Bids rigged in California property auctions | Inman News


Six people, including two licensed real estate brokers, have pleaded guilty to conspiring to rig bids at public foreclosure auctions in San Joaquin County, Calif.

Prosecutors said the conspirators would designate one person to bid for them at public auctions in order to keep prices low. After the designated bidder bought a property at a public auction, the group would hold a second, private auction, where each conspirator would bid what they were actually willing to pay.

The highest bidder at the private auction won the property. The difference between the rigged bid at the public auction and the high bid at the private auction was divided among the conspirators — an “illicit profit,” prosecutors said.

The scheme ran from about September 2008 until October 2009, with more than $10 million in homes purchased at artificially low prices. The U.S. Department of Justice, the FBI and the San Joaquin County District Attorney’s Office are conducting an ongoing investigation of “fraud and bidding irregularities” at auctions in the county, prosecutors said.

Stockton, the county seat, has been a hotbed for foreclosures.
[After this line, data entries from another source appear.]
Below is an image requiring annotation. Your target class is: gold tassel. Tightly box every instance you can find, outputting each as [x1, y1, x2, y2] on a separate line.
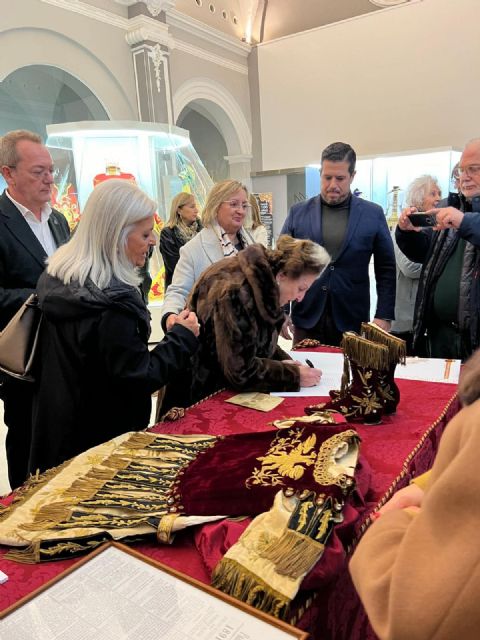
[120, 432, 158, 449]
[212, 558, 290, 619]
[4, 542, 41, 564]
[341, 332, 389, 370]
[0, 460, 72, 523]
[261, 530, 325, 579]
[361, 322, 407, 365]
Stockton real estate executive Anthony B. Ghio was the first to enter a guilty plea in the case last year.

Facing a maximum penalty of 10 years in prison and a $1 million fine, Ghio pleaded guilty to bid rigging in April and agreed to cooperate with investigators in return for a recommendation of a lighter sentence.

On June 24, licensed brokers John R. Vanzetti and Theodore B. Hutz also pleaded guilty to participating in the conspiracy.

Vanzetti agreed to cooperate with investigators and pay $271,000 in restitution and a minimum fine of $20,000. In return, federal prosecutors said they would recommend that he be sentenced to no more than 24 months in prison.

Hutz, who is also a Realtor, agreed to the terms of a plea bargain calling for him to pay $96,500 in restitution and a minimum fine of $20,000. In return, prosecutors said they would recommend the same sentence for Hutz as Vanzetti — 18 to 24 months in prison.

In February, real estate executive Richard W. Northcutt was the fourth person to enter a guilty plea, followed by real estate investors Yama Marifat of Pleasanton and Gregory L. Jackson this month.

The California Department of Real Estate still lists Vanzetti and Huntz as licensed brokers, with no record of disciplinary action.

A California Department of Real Estate spokesman, Tom Pool, said that charges against an agent or broker can’t serve as the sole basis for disciplinary action — licencees are entitled to a hearing before an administrative law judge. Even in cases where a broker has entered a guilty plea or been convicted, they may still have the right to appeal their conviction.

A recent investigation by the Sacramento Bee found dozens of California real estate professionals charged with crimes or sued for allegedly fraudulent dealings in recent years still have their licenses.